(ARGENTINA) “Tengo serias dudas sobre este fuera de juego, que, para mí, no existe”. El pedido de revisión le salió raro a Dorival Júnior y el técnico de San Pablo descargó toda su bronca en conferencia de prensa tras la eliminación ante Boca por los cuartos de final de la Copa Sudamericana. El Tricolor igualó 1-1 en el Morumbí, no pudo revertir el 1-0 de la ida en la Bombonera y quedó afuera del torneo continental.
El foco de la queja del entrenador brasileño fue el gol anulado a Ryan Francisco. El delantero marcaba el 2-1 para San Pablo ante Boca en el global, pero el VAR revisó la jugada y el árbitro Gustavo Tejera convalidó la posición adelantada, muy ajustada. “El problema es que mostramos la jugada y cómo marcó el fuera de juego. Tengo todas las dudas del mundo sobre este impedimento, que para mí no existe”, sostuvo Dorival en la conferencia.
El enojo del DT no se limitó a la rueda de prensa. Durante el partido reclamó con vehemencia las decisiones arbitrales y el juez lo amonestó con tarjeta amarilla. Al finalizar el encuentro, la tensión se trasladó a los vestuarios: se escucharon gritos e insultos hacia la terna arbitral, incluidas duras descalificaciones del experimentado Rafinha contra el juez principal.
La autocrítica que se mezcló con la bronca
Más allá de su reclamo contra el arbitraje, Dorival no esquivó la responsabilidad por el rendimiento del equipo. El entrenador admitió que el planteo inicial fue fallido y calificó el primer tiempo como “irreconocible”. “No tuvimos nada en cuanto a creación, pases ni posesión. Parecía que no estábamos en partido, pareciamos desconectados”, reflexionó el DT paulista.
Dorival también explicó qué le trasladó a sus jugadores durante el partido y reconoció que el nerviosismo pesó en el resultado. “Yo intenté remarcar que lo que teníamos que errar ya lo habíamos errado, que teníamos que tener un poco más de tranquilidad, poner la pelota en el piso”, contó. Y agregó sobre el arranque del compromiso: “No fue lo que vimos, un primer tiempo muy complicado, un nerviosismo excesivo, comprometiendo nuestro rendimiento”.

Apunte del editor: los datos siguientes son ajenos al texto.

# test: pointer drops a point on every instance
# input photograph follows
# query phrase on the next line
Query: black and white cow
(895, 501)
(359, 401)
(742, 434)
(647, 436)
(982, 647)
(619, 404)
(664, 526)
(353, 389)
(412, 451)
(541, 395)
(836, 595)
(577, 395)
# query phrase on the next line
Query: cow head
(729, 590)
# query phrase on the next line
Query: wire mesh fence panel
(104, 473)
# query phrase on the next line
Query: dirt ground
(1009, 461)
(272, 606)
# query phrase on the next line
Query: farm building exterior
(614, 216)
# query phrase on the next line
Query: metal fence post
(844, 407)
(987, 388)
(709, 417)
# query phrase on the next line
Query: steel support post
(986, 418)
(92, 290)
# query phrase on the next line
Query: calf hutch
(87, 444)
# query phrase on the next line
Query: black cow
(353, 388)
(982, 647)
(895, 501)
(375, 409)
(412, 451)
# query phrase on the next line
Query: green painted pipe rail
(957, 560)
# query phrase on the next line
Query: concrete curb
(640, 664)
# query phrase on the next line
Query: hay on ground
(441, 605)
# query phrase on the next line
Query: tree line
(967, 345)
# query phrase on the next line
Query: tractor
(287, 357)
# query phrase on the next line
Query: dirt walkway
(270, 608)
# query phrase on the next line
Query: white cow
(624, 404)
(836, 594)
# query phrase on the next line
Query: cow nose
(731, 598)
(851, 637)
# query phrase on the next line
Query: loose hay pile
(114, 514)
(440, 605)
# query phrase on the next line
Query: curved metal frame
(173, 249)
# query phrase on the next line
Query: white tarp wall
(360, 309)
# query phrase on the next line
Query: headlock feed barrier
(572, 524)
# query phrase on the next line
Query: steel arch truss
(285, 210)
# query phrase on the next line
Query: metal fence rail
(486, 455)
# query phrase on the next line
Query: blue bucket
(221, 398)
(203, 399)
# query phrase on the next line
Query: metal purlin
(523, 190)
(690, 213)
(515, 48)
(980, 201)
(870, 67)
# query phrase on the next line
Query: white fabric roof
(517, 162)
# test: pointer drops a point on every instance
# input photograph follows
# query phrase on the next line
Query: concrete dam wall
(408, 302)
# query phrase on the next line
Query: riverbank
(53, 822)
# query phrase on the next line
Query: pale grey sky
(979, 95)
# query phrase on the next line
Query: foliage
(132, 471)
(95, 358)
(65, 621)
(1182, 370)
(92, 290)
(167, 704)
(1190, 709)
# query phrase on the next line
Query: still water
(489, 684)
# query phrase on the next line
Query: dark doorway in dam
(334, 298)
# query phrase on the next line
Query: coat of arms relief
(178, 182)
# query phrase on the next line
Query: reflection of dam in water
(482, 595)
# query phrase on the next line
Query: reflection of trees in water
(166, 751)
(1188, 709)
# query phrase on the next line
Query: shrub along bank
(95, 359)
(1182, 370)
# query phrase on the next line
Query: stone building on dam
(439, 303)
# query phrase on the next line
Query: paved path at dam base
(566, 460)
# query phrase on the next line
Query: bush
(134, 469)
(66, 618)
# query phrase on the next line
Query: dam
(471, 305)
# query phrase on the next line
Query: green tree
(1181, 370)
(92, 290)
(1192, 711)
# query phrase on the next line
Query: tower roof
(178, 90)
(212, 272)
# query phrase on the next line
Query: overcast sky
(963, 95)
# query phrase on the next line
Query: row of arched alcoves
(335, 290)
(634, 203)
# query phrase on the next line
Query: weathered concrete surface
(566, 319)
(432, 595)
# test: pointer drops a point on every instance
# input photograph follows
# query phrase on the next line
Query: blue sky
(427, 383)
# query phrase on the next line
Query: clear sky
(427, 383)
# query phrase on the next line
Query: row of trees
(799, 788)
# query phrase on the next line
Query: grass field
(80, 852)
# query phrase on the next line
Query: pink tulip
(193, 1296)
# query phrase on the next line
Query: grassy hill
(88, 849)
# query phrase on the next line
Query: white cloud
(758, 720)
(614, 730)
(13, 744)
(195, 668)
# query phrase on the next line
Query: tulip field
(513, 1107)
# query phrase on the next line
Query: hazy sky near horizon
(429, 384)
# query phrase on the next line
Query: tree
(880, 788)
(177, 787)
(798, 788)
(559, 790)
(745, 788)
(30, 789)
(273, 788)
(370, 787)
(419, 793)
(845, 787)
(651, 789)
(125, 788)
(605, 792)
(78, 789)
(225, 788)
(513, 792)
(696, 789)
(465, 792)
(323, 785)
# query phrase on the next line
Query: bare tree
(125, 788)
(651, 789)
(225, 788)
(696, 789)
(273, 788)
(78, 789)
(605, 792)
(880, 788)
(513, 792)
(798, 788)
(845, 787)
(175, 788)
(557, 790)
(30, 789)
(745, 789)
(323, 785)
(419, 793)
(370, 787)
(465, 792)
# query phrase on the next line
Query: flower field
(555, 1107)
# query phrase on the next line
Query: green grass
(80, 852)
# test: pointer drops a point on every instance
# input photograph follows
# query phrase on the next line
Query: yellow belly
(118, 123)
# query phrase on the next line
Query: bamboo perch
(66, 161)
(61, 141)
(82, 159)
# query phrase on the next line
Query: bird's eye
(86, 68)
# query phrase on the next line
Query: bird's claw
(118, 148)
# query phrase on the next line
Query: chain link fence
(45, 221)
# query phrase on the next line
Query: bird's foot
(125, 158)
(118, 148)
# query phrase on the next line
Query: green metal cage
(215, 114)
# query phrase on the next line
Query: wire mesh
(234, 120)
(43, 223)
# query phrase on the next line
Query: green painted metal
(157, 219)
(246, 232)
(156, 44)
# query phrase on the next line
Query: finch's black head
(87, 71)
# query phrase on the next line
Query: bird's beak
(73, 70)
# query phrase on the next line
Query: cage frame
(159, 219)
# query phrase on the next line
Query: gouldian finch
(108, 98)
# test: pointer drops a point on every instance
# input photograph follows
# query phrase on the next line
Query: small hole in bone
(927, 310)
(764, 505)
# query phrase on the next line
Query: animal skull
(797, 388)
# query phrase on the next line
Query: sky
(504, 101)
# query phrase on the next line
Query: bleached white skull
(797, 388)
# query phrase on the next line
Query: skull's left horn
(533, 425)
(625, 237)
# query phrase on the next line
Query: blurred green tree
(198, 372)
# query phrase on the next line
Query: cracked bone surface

El técnico, además, se despegó del contexto interno del club. Rechazó que los salarios atrasados de la institución influyeran en la eliminación, puso el eje en la responsabilidad profesional del plantel y agradeció el constante respaldo del público en las tribunas durante toda la campaña.
La noche dejó otra escena de tensión: Leandro Paredes festejó la clasificación con euforia frente al banco brasileño y varios jugadores de San Pablo intentaron agredirlo, en un cierre caliente del compromiso. Con el empate, Boca selló su paso a las semifinales de la Copa Sudamericana, donde enfrentará a Vasco da Gama, mientras el Tricolor se quedó afuera y entró en un clima de absoluta tensión.